Its this place (friends only :>):

(Thats the lobby, you have to join a server through it)

The place works fine in start server + start player in studio.
The only changes I recall doing is adding another 2 sound effects, changing a small table from a regular one to a weak table, and some basic reordering of script flow. None of which should suddenly cause a mysterious server death after 2 minutes in online mode exclusively.

The server is reserved using ReserveServer then I teleport player there.

Can you make a minimal reproduction place? It’s pretty difficult to debug something like this in a complex place.

Ill try disabling features to see if it starts working

Honestly, that’s probably your best bet if there’s no obvious error coming out. I’ll let you know if I think of anything in particular that might cause this.

last I had this happen it was because I had a gui that made copies of a few image frames and I never had it delete them

I didn’t notice because they slid off screen

it took my game a bit longer to freeze but basically the same thing happened

If that were the case, I would expect to see a rise in the number of instances over time, which is not happening.

I tried looking into the server stats before it goes down, but could not see some sudden rise or anything else suspicious, and I also print lua memory use along with size of some of my tables, those are fine as well (might expand the coverage and rate of logging there if nothing else works).

I put it in a separate place without lobby, and NOW it gives me a proper red “You have been disconnected” message. Could that be indicative of something? (or at least a bug since it doesnt show up for the actual place?)
@0xBAADF00D

Can confirm, being kicked in a place that is not the start place, doesn’t show the Shutdown/Disconnected gui, but when kicked at the start place, the Shutdown message is shown.

So what is happing for you is you are being disconnected, but since the place is not the start place, there is no indication that you lost connection.

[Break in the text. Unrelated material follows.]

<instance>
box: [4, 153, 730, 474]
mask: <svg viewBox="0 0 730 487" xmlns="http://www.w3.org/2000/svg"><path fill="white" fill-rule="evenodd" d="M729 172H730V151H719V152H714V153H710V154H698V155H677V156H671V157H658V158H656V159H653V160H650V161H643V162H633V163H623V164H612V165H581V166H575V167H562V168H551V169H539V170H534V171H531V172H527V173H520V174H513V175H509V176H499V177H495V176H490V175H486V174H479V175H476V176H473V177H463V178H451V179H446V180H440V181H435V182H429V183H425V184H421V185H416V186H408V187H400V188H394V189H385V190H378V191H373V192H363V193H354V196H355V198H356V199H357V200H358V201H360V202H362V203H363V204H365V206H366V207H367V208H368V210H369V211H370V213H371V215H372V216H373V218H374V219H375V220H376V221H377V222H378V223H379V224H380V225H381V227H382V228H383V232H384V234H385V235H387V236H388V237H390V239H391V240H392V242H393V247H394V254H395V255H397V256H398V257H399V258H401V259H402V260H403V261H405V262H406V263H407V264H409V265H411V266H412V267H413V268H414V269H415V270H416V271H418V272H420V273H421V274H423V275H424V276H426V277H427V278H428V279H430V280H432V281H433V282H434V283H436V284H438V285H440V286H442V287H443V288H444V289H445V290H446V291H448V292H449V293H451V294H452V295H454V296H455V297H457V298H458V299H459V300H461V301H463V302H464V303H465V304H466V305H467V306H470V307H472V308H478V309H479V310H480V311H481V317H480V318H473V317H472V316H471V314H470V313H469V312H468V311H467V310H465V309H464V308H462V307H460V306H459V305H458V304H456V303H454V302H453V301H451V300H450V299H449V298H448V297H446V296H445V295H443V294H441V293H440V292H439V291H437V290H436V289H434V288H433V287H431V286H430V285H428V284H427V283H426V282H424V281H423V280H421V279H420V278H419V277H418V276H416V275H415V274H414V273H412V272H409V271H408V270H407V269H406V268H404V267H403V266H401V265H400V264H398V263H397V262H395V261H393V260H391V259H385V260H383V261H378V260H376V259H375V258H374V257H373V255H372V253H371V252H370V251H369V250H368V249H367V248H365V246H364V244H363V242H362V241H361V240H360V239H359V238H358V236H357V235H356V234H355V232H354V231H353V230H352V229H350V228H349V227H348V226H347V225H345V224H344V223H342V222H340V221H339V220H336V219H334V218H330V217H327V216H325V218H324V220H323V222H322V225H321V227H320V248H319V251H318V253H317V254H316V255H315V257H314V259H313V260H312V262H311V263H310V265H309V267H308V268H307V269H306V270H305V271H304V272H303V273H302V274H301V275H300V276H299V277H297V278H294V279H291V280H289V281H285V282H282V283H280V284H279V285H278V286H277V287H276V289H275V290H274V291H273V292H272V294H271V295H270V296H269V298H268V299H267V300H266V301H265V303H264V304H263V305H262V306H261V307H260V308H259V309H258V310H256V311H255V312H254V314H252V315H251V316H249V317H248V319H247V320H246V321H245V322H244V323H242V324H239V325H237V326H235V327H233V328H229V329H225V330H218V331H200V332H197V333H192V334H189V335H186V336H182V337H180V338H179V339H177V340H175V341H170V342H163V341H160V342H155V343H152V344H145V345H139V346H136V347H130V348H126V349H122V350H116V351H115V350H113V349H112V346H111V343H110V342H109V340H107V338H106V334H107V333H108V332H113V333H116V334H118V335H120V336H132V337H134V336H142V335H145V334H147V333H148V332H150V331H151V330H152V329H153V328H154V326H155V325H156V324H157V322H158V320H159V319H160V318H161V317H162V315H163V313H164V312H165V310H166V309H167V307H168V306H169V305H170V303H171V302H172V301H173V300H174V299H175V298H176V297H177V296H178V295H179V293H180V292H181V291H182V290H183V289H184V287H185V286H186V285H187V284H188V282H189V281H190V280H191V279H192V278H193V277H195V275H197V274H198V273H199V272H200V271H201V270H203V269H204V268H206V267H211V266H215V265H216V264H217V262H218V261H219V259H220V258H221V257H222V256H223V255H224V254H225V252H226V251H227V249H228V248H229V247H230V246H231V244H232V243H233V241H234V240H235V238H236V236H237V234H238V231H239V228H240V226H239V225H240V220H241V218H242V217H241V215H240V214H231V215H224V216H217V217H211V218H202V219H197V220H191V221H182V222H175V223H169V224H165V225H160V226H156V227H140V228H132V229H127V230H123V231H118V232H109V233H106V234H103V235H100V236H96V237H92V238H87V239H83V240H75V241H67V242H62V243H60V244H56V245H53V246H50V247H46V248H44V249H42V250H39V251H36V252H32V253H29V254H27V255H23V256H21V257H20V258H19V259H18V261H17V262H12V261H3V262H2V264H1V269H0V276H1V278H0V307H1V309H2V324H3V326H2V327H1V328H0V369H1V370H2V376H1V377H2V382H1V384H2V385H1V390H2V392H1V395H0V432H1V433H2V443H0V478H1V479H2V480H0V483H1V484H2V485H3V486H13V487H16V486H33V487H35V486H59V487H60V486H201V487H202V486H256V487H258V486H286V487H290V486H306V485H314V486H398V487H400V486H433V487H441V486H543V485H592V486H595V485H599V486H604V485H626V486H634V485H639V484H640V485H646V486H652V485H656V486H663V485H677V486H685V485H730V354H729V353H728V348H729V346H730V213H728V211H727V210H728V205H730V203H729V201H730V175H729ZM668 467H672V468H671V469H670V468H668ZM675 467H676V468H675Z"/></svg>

Ok I think I narrowed it down to a single event @0xBAADF00D

I spawn some fish that then swim around, and once they reach a certain distance from origin, I parent the fish to nil and remove its data from a table:

fishData[fish]=nil
fish.Parent=nil

The place freezes when the first fish goes far enough and is removed (actually it managed to print that two fish are removed, so there is at least a tiny delay).

Now, as I said, I had changed a table (that stuff, including the fish, are as keys in) to a weak table. Now it seems, if I change it back to a regular table, that fixes the issue.

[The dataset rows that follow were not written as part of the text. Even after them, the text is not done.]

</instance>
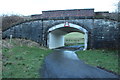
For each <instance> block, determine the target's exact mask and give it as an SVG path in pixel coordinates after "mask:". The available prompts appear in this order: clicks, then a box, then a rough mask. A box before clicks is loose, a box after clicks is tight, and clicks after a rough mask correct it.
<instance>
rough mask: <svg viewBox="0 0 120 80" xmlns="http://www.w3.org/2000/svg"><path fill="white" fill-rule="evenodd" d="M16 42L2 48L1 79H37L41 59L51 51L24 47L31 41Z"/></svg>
mask: <svg viewBox="0 0 120 80" xmlns="http://www.w3.org/2000/svg"><path fill="white" fill-rule="evenodd" d="M8 41H9V40H8ZM14 41H15V40H14ZM18 42H19V41H16V42H13V43H10V44H9V47H8V46H7V47H4V48H3V51H2V52H3V78H39V69H40V68H41V64H42V62H43V59H44V57H45V56H46V55H48V53H50V52H51V50H48V49H46V48H40V47H36V46H28V45H25V43H27V44H30V43H31V41H24V44H22V42H23V41H22V42H21V43H18ZM16 44H17V45H16ZM34 45H35V44H34Z"/></svg>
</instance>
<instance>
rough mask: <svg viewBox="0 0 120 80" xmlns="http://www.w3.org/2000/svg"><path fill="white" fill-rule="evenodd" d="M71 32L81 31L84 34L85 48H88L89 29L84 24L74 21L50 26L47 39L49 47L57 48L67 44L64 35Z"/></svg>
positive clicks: (54, 48)
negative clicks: (85, 26)
mask: <svg viewBox="0 0 120 80" xmlns="http://www.w3.org/2000/svg"><path fill="white" fill-rule="evenodd" d="M71 32H80V33H83V34H84V49H83V50H86V49H87V44H88V31H87V30H86V29H85V28H83V27H82V26H79V25H76V24H72V23H62V24H58V25H55V26H53V27H51V28H49V30H48V33H49V34H48V40H47V45H48V48H50V49H55V48H58V47H63V46H65V40H64V35H66V34H69V33H71Z"/></svg>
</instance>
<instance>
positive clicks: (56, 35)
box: [2, 17, 120, 50]
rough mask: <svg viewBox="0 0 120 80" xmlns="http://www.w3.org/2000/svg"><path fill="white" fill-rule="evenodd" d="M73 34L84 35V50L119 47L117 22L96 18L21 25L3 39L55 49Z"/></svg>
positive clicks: (16, 24)
mask: <svg viewBox="0 0 120 80" xmlns="http://www.w3.org/2000/svg"><path fill="white" fill-rule="evenodd" d="M70 32H80V33H83V34H85V39H84V40H85V41H84V45H85V46H84V49H85V50H86V49H97V48H118V46H119V45H118V44H119V36H120V35H119V33H118V32H119V29H118V22H117V21H112V20H107V19H94V18H93V17H87V18H86V17H84V18H83V17H53V18H41V19H36V20H32V21H27V22H22V23H19V24H16V25H14V26H12V27H10V28H9V29H7V30H5V31H4V32H3V34H2V37H3V38H10V35H12V37H13V38H24V39H30V40H33V41H35V42H38V43H39V44H40V45H42V46H46V47H48V48H50V49H54V48H58V47H62V46H64V35H66V34H68V33H70Z"/></svg>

So its something about the weak table causing issues when the only remaining reference to an instance is a key in the weak table (which should result in that key being removed/collected automatically, if I understood how weak tables work).

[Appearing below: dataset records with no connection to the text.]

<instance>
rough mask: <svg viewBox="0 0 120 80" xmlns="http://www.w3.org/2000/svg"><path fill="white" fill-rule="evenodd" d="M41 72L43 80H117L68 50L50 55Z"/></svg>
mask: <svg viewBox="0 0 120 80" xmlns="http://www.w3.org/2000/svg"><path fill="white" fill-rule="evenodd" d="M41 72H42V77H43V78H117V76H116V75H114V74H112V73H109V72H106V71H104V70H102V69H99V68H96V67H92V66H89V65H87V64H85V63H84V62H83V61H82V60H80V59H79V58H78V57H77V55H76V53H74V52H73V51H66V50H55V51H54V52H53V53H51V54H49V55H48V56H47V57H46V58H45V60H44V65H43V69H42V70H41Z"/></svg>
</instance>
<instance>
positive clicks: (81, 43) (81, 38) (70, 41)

Because of the delay in removing fish and the place freezing, it could be that it happens when Lua does its garbage collection. Or it could just happen next frame from the removal of fish.

EDIT:
Do weak tables work if the value contains references to the child instances of the key? Or does such a cycle prevent it from being collected? Thats not the case here (it only happens in specific conditions), but I might need to reorganize things a bit otherwise.

Also I have another weak table with part keys and that hasnt had any issues…

The fish have a bodyvelocity and a bodygyro, and theyre unionparts (box collision fidelity), and they have a bunch of decals on them. If that changes anything.

Just a follow-up:
Within past 1-2 days I added another weak table and that crashed/froze server too.
But today, enabling both the weak tables, or only the original that caused issues, Im no longer experiencing the bug.
EDIT: NVM it just takes few minutes longer. Server still breaks.

Looking at what separated the problematic weak tables from the one that worked fine, the problematic ones had map-style tables as values, while the working one had a simple array. Also the problematic ones had function-type values in their table, and those functions referenced ‘captured’ variables outside the function itself (idk what the Lua terminology is).

Was there a recent update/bugfix that mightve solved this?